How to Coach for Equity, Part 2
Some time ago, I wrote the first blog in a series on How to Coach for Equity. I suggested that there are five components to an equity-centered coaching approach: 1) There's what you see in schools 2) and where you look when you're in classrooms and schools 3) And then there's who you listen to and how you listen; 4) cultivating your self-awareness is an essential element of coaching for equity, and finally, 5) there's what you say about what you see and hear.
In this blog, I'll describe steps three and four: who you listen to and how you listen, and the kind of self-awareness that a coach for equity needs to develop.
Listening As A Tool for Transformation
A coach for equity needs to listen to all kinds of people and needs to listen in specific ways. You'll need to listen to students, to their families and caregivers, to colleagues, administrators, and so on. You'll need to do a lot of listening to understand as best as possible how others experience and make sense of their current reality.
Here's a simple suggestion: Listen to children first. Listen to children more than you listen to adults. Their voices are heard less and are more frequently dismissed. Listen to the children who don't speak as much. Listen to those who are alienated, who don't have many friends, who are kicked out of class and sent to the office. And then listen to their families--to whomever you can get talking--an older sibling, a grandparent, an uncle.
Start with an invitation and remember that your tone of voice carries a great deal of meaning:
- I want to hear your story. I want to know about your experience in our school. Would you be willing to tell me your story?

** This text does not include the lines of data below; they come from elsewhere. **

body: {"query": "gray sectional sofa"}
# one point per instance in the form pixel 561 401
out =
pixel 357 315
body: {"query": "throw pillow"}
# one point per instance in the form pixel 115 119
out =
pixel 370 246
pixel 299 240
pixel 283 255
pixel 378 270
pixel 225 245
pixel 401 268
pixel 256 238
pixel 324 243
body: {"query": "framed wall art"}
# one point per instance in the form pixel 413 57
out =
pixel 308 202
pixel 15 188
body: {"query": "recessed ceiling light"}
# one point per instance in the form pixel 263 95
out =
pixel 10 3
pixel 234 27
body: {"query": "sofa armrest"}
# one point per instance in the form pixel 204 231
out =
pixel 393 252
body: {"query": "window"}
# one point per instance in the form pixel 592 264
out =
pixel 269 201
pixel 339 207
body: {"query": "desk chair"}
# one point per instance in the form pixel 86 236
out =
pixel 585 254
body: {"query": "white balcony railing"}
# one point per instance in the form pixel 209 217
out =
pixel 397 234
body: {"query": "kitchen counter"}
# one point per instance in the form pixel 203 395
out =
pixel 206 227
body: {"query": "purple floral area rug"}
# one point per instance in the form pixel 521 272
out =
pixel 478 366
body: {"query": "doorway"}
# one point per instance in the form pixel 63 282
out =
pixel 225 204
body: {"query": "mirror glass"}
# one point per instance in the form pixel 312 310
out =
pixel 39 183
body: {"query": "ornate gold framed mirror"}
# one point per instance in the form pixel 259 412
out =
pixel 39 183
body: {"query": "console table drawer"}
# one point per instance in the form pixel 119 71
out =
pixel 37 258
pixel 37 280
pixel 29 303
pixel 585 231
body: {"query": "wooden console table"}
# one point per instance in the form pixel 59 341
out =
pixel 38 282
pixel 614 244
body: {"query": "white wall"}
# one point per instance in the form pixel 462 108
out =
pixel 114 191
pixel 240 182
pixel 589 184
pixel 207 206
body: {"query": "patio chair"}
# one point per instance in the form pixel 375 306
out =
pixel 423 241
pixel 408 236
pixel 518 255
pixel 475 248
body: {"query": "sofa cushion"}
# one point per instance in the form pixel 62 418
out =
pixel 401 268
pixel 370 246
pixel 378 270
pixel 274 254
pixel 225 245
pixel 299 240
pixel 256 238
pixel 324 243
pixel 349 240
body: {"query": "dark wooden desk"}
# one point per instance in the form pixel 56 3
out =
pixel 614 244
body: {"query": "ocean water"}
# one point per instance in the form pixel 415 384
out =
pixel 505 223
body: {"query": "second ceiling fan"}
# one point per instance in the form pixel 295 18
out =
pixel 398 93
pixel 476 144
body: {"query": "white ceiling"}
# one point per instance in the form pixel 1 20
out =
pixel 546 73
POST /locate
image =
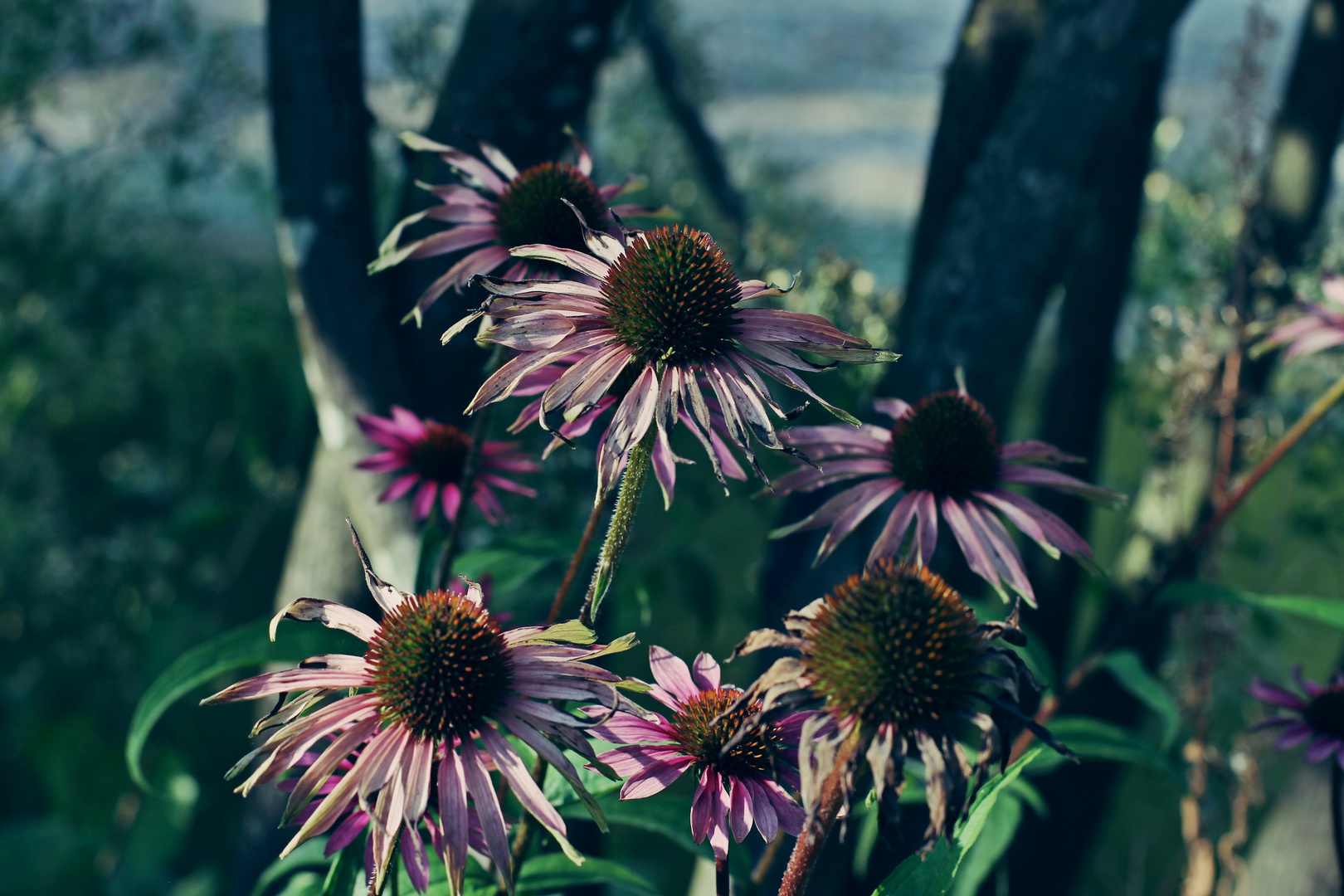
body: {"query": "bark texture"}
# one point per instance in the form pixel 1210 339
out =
pixel 1010 230
pixel 523 71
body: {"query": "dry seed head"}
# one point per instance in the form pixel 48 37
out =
pixel 947 445
pixel 894 644
pixel 672 296
pixel 440 665
pixel 531 212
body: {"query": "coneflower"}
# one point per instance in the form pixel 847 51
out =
pixel 661 314
pixel 899 666
pixel 499 207
pixel 427 705
pixel 944 457
pixel 431 461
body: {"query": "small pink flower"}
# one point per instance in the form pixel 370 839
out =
pixel 499 207
pixel 1317 716
pixel 944 453
pixel 660 314
pixel 745 786
pixel 421 718
pixel 1319 328
pixel 431 458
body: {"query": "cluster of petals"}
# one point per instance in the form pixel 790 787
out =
pixel 845 453
pixel 405 437
pixel 1320 327
pixel 470 210
pixel 1317 716
pixel 390 779
pixel 538 382
pixel 650 759
pixel 546 321
pixel 835 738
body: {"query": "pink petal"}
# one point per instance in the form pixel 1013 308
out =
pixel 706 672
pixel 672 674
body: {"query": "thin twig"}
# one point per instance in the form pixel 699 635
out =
pixel 576 562
pixel 1315 412
pixel 1337 817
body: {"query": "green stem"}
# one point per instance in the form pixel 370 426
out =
pixel 619 533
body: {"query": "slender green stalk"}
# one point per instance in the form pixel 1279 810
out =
pixel 619 533
pixel 576 562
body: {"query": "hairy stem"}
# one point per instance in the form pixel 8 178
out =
pixel 572 572
pixel 526 826
pixel 444 568
pixel 806 850
pixel 619 533
pixel 767 861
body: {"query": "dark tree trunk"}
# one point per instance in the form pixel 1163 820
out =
pixel 1075 395
pixel 992 46
pixel 1010 230
pixel 523 71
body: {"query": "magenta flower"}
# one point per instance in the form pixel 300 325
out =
pixel 429 702
pixel 660 314
pixel 539 382
pixel 433 457
pixel 1322 327
pixel 1319 716
pixel 500 207
pixel 944 453
pixel 747 785
pixel 414 859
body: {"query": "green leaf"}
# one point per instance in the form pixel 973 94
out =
pixel 981 859
pixel 1097 739
pixel 554 872
pixel 245 646
pixel 934 872
pixel 307 857
pixel 1326 610
pixel 1133 676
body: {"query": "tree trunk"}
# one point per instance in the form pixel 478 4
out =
pixel 1094 292
pixel 992 46
pixel 523 71
pixel 1010 230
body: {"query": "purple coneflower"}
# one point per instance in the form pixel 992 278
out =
pixel 738 787
pixel 944 453
pixel 663 312
pixel 431 699
pixel 1319 716
pixel 539 382
pixel 1322 327
pixel 899 665
pixel 433 457
pixel 355 822
pixel 500 207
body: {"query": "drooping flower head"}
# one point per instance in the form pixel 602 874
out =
pixel 431 461
pixel 743 786
pixel 661 314
pixel 422 716
pixel 1317 716
pixel 944 455
pixel 1320 327
pixel 499 207
pixel 899 665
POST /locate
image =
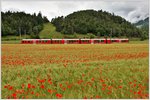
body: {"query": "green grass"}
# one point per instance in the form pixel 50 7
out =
pixel 115 71
pixel 49 31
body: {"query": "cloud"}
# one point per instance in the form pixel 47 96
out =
pixel 131 10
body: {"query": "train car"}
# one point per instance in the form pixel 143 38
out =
pixel 124 40
pixel 43 41
pixel 74 41
pixel 57 41
pixel 98 41
pixel 85 41
pixel 27 41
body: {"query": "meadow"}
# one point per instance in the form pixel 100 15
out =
pixel 107 71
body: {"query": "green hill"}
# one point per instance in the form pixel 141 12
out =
pixel 49 31
pixel 100 23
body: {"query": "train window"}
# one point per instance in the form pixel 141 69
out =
pixel 102 40
pixel 113 40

And then just listen and listen and listen. You can say:
- Tell me more about that...
- I want to better understand--can you explain?
- What do you appreciate about our school? What could we do better? What do you need?

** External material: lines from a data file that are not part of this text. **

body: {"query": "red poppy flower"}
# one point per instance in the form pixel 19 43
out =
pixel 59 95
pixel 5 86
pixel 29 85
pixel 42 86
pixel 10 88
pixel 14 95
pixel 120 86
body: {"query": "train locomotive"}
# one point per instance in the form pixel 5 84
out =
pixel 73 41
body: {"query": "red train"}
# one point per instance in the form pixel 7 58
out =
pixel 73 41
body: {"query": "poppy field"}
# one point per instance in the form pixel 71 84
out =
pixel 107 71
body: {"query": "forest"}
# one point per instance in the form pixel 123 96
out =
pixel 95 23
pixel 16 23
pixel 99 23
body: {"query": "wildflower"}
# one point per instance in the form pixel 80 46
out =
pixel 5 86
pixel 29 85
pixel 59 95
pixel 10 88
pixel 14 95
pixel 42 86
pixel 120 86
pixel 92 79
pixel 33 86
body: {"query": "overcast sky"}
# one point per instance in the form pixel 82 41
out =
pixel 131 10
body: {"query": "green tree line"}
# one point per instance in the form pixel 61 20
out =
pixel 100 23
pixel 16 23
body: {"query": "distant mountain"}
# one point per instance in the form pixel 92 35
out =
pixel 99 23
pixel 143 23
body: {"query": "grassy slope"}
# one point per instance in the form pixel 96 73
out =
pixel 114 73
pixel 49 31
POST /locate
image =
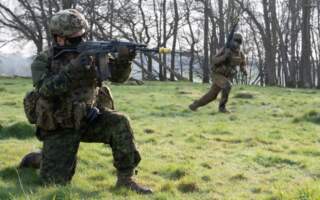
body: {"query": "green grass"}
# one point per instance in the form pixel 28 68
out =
pixel 267 148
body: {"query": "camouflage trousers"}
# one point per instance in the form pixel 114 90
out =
pixel 221 84
pixel 59 153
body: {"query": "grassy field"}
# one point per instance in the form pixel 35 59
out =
pixel 267 148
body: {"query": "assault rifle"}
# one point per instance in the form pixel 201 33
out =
pixel 99 50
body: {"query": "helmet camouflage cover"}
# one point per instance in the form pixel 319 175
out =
pixel 237 37
pixel 68 23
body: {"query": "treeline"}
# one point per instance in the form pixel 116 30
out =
pixel 281 37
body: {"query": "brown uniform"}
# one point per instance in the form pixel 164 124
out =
pixel 223 70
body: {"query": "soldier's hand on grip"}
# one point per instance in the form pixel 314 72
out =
pixel 81 62
pixel 227 54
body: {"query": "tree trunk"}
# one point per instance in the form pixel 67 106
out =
pixel 175 34
pixel 206 76
pixel 305 65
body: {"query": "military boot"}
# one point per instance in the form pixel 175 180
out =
pixel 31 160
pixel 127 182
pixel 194 106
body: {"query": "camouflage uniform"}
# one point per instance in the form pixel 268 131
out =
pixel 63 101
pixel 223 70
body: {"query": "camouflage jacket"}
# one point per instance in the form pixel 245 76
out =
pixel 64 99
pixel 227 68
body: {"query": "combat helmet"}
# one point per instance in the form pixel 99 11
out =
pixel 68 23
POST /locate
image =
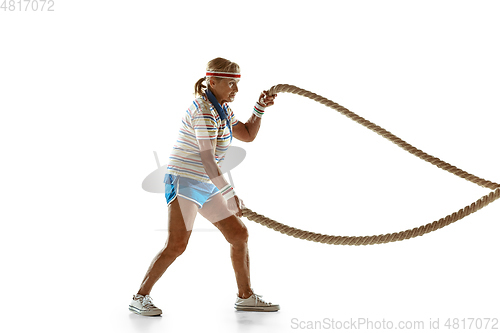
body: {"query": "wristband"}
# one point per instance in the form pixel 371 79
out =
pixel 227 192
pixel 258 110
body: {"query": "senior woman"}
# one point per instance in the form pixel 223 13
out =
pixel 194 183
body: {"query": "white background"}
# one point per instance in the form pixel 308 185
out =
pixel 89 91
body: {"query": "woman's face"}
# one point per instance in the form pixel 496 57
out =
pixel 225 89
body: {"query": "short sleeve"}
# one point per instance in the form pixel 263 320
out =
pixel 204 123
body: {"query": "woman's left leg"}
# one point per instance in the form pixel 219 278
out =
pixel 236 233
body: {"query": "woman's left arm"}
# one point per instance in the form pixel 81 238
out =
pixel 247 132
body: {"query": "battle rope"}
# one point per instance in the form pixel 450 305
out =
pixel 378 239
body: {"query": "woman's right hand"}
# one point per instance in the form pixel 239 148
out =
pixel 234 205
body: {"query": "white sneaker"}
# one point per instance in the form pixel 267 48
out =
pixel 254 303
pixel 143 305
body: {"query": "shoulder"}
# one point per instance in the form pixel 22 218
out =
pixel 202 105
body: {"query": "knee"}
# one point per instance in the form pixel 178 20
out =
pixel 239 237
pixel 175 247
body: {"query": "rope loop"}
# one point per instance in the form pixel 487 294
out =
pixel 387 238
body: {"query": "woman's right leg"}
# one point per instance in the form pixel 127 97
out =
pixel 181 215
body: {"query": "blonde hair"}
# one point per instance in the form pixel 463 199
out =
pixel 217 65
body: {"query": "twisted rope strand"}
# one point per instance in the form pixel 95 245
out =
pixel 378 239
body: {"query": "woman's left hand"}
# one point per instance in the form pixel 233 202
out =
pixel 265 99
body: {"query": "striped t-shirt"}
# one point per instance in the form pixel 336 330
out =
pixel 201 121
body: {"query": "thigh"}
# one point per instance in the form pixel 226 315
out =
pixel 181 216
pixel 230 225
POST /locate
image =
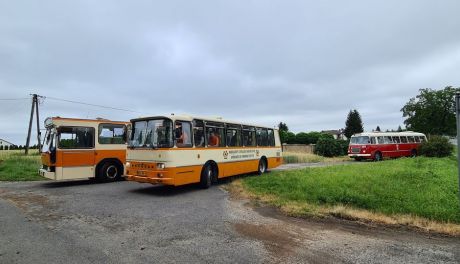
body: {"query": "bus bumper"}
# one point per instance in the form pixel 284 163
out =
pixel 143 179
pixel 357 155
pixel 47 174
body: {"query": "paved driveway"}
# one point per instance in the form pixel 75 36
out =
pixel 126 222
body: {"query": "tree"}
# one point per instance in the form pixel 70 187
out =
pixel 283 127
pixel 287 137
pixel 432 112
pixel 353 124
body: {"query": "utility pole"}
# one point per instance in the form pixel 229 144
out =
pixel 34 107
pixel 457 110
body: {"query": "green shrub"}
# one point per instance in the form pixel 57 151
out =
pixel 437 146
pixel 328 147
pixel 343 146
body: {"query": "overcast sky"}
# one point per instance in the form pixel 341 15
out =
pixel 306 63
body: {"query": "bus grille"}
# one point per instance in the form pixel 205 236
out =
pixel 355 150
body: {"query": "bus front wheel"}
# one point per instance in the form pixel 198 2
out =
pixel 262 166
pixel 109 171
pixel 206 176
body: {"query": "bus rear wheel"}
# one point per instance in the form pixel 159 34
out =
pixel 262 166
pixel 109 171
pixel 207 174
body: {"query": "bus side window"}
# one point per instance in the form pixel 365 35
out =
pixel 271 137
pixel 233 135
pixel 262 137
pixel 373 141
pixel 215 134
pixel 387 140
pixel 249 134
pixel 198 133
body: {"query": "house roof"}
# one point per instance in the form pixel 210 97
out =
pixel 6 141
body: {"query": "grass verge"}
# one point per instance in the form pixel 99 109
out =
pixel 419 192
pixel 15 166
pixel 294 157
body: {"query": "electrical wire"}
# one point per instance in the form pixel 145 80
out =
pixel 13 99
pixel 96 105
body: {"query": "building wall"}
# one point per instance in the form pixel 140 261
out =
pixel 299 148
pixel 4 144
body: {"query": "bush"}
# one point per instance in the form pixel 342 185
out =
pixel 437 146
pixel 328 147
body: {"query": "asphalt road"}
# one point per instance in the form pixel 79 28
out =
pixel 126 222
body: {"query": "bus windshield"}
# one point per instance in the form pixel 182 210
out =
pixel 360 140
pixel 154 133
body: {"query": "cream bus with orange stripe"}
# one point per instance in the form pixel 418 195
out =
pixel 83 148
pixel 177 150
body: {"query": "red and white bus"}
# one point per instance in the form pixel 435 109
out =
pixel 379 145
pixel 83 148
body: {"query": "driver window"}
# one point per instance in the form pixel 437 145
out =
pixel 183 134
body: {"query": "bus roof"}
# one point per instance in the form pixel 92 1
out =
pixel 190 118
pixel 376 134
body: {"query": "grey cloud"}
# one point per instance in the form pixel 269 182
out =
pixel 305 63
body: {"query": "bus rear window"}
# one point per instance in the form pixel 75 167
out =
pixel 76 137
pixel 360 140
pixel 112 134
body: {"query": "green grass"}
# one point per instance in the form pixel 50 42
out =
pixel 294 157
pixel 424 187
pixel 15 166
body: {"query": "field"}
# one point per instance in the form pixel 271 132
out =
pixel 294 157
pixel 404 191
pixel 15 166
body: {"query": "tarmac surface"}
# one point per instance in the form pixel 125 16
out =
pixel 127 222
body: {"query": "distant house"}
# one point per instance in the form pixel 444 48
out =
pixel 337 134
pixel 5 145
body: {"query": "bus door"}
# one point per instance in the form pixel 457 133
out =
pixel 76 155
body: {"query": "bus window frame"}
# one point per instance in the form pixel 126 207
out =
pixel 190 134
pixel 125 134
pixel 217 126
pixel 58 136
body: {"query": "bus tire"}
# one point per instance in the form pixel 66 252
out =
pixel 262 168
pixel 206 176
pixel 109 171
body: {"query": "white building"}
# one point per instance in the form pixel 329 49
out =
pixel 5 144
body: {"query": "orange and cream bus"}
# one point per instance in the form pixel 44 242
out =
pixel 177 150
pixel 83 148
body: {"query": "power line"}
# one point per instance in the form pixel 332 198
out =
pixel 96 105
pixel 13 99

- What's one thing you wish would change at our school? Who is one person who you feel knows and cares about you here?
- How do you feel when you come to school?
Ways of Listening
In order to listen deeply, we need to learn how to manage our own thoughts and feelings. The first thing we might notice when we begin listening with an intent to interrupt inequities is that we experience a barrage of feelings, many of which might be uncomfortable. We might feel sad. We might feel overwhelmed. Responsible. Complicit. Despairing.
As you listen, notice your feelings. By simply noticing them you can lessen their intensity. Say to yourself, "I notice sadness. I notice anger." You don't have to do anything about them in the moment, but see if you can bring enough awareness to them so that they don't shut you down from listening. Stay in the conversation, in the listening, with your feelings.
Listening for understanding implies accepting what you hear. You accept that the speaker's truth is their truth, their experience is their reality. This is hard for many of us--we're inclined to debate, argue, press and challenge, but as a coach for equity, our job is to listen for understanding. Listen until you feel like you are inside the speaker's mind and heart, until you feel as if you are looking out through their eyes. It's not going to be comfortable and in fact it might be painful, but this is your job as a coach for equity.
The Talmud says, "We don't see things as they are, we see things as we are." And so if everything we see, hear and experience is filtered through our history, identity, beliefs and feelings--then we have a responsibility to know what those are.
Self-awareness encompasses an expansive range of domains. We need to understand how our gender, socio-economic class, race and ethnicity, sexual orientation, age/generation, and religious traditions affect how we experience the world. This is not easy work, which is why I relentlessly insist that transformational coaches who work for equity need time and community in which to do this kind of learning. We must start by accepting this truth--that in order to interrupt inequities, we need to know who we are and how we see.
You can start this reflection by journaling, talking with others and reading about this suggestion that who you are defines how you see things.
Coaching for equity implies a great deal of self-awareness, of skill building in areas that you might not have considered a part of this work--such as listening and managing emotions. In my Part 3 of this series I'll offer some thoughts about what a coach for equity says and does.